The central question in the current debate over the Government’s NHS reforms is whether the “listening” exercise taking place during the recently discovered “natural pause” in the legislative process is genuine or symbolic. Concerns that the exercise is cosmetic will only be fuelled by an article in yesterday’s Guardian which cites a letter from David Nicholson, the Chief Executive of the NHS, who suggests that the implementation process should press ahead and that there is a need to “maintain momentum on the ground”.
The article includes a quote from Hamish Meldrum from the BMA who states that the BMA has:
… always maintained that changes in the NHS must not anticipate the legislative process and lead to irreversible decisions.

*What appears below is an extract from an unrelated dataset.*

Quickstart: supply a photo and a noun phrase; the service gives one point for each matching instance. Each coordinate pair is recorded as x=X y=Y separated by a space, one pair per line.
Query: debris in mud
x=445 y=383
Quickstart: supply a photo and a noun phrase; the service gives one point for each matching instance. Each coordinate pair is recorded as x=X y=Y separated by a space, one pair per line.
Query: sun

I’ve no idea whether the BMA have always maintained this position. But this quote highlights something very significant about the way policy is currently developing in this field.

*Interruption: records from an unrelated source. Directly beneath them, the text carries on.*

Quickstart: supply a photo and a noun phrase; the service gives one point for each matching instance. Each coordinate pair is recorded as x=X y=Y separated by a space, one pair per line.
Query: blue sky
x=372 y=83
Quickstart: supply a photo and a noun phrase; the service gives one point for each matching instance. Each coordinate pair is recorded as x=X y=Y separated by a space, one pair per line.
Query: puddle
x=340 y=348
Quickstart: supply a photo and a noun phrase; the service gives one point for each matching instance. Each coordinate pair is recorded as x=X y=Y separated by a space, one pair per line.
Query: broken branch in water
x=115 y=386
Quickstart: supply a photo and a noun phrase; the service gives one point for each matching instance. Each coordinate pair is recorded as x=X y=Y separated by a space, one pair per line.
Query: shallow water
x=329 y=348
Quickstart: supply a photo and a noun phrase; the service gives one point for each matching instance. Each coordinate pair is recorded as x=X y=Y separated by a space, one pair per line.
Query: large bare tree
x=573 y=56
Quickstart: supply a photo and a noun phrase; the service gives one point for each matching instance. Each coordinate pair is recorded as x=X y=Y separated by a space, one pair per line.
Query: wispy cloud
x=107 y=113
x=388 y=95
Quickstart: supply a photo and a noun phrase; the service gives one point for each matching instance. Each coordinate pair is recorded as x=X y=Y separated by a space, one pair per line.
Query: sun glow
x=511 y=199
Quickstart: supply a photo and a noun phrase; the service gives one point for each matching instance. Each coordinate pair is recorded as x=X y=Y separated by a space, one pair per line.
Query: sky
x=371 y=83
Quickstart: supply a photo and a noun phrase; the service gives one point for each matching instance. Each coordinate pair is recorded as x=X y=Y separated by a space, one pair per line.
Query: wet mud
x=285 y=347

Models of rational policy-making run through a series of stages something like this: a problem is identified; the options are appraised; a policy decision is made; the chosen policy is implemented; the success of implementation is evaluated. Such models are criticised for being unrealistic. We usually teach our students that the path of true policy rarely runs so smoothly. The rational model ignores the messiness of real world policy processes.

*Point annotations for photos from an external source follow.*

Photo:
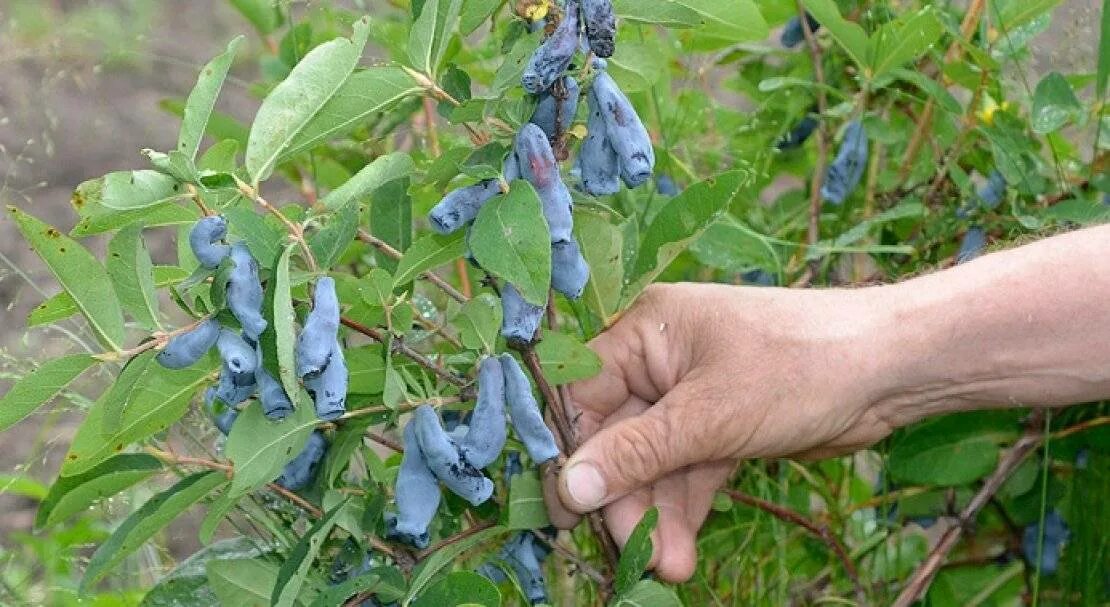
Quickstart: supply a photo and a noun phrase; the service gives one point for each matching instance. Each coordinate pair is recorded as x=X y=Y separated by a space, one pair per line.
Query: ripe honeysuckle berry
x=521 y=320
x=446 y=463
x=552 y=59
x=316 y=341
x=794 y=34
x=524 y=412
x=299 y=473
x=485 y=437
x=626 y=132
x=846 y=171
x=569 y=270
x=244 y=292
x=540 y=168
x=416 y=492
x=597 y=163
x=601 y=26
x=329 y=387
x=972 y=245
x=204 y=240
x=552 y=107
x=184 y=350
x=235 y=353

But the model embodies at least one characteristic that can be highly desirable in real world top-down policy processes: a clear policy decision is made before implementation.
One of the most striking things about the current NHS reforms is the way in which implementation of new structures has been running far in advance of the Parliamentary process that will provide the legal underpinnings for the new system. At the end of March Primary Care Trusts shed hundreds of staff. A range of organisational reconfigurations are underway, or have already occurred. Practitioners have been proceeding on the basis that Mr Lansley’s grand plan is going to be realised.
The rational model of policy making would suggest, in contrast, that it might be a good idea if implementation were to wait until it was clear precisely what sort of structures Parliament decides should be implemented.
The Government’s approach right up to the arrival of the natural pause could be interpreted in different ways. It could be seen as supremely arrogant – they considered there was no likelihood of Parliament forcing any significant modifications on their plans. In this sense the ‘policy decision’ did indeed preceed implementation because it had been made once the Conservatives launched their plan. This interpretation suggests a contempt for Parliamentary process and a failure to appreciate the nature of Coalition government. Alternatively, it could be interpreted as supremely incompetent – in their haste to be seen as radical the Conservatives hadn’t thought through what would happen when Parliament did force significant modifications of their plans. A third interpretation might be that the perceived pressure to save money was so urgent and the scale of change so great that having to wait for Parliamentary approval for action was a luxury the country could not afford. While this interpretation is more charitable, it still raises procedural questions.
However we interpret the approach, it is coming unstuck.
The consequence would seem rather chaotic. We now learn that Strategic Health Authorities have just been given a further stay of execution as a result of the natural pause. The delay associated with this pause mean that some of the managers recently made redundant are going to have to be re-engaged to keep existing structures functioning. And while energy and attention are absorbed in preparing for and coping with seismic change that may or may not actually happen the performance of the health service suffers. Speaking to colleagues in the health field it is clear that if the show is still on the road it is only being kept there on a wing and a prayer.
The rational model of policy making has many weaknesses, and much policy doesn’t fit well with its top-down orientation. But in its insistence on a clear policy decision preceding implementation it highlights a characteristic that good policy-making should at the very least aspire to. In the case of Lansley’s NHS reform, holding on to the idea of securing Parliamentary legitimacy for new structures before implementing them would have done much to quell concerns that irreversible change has already occurred and that the current listening exercise is little more than a charade.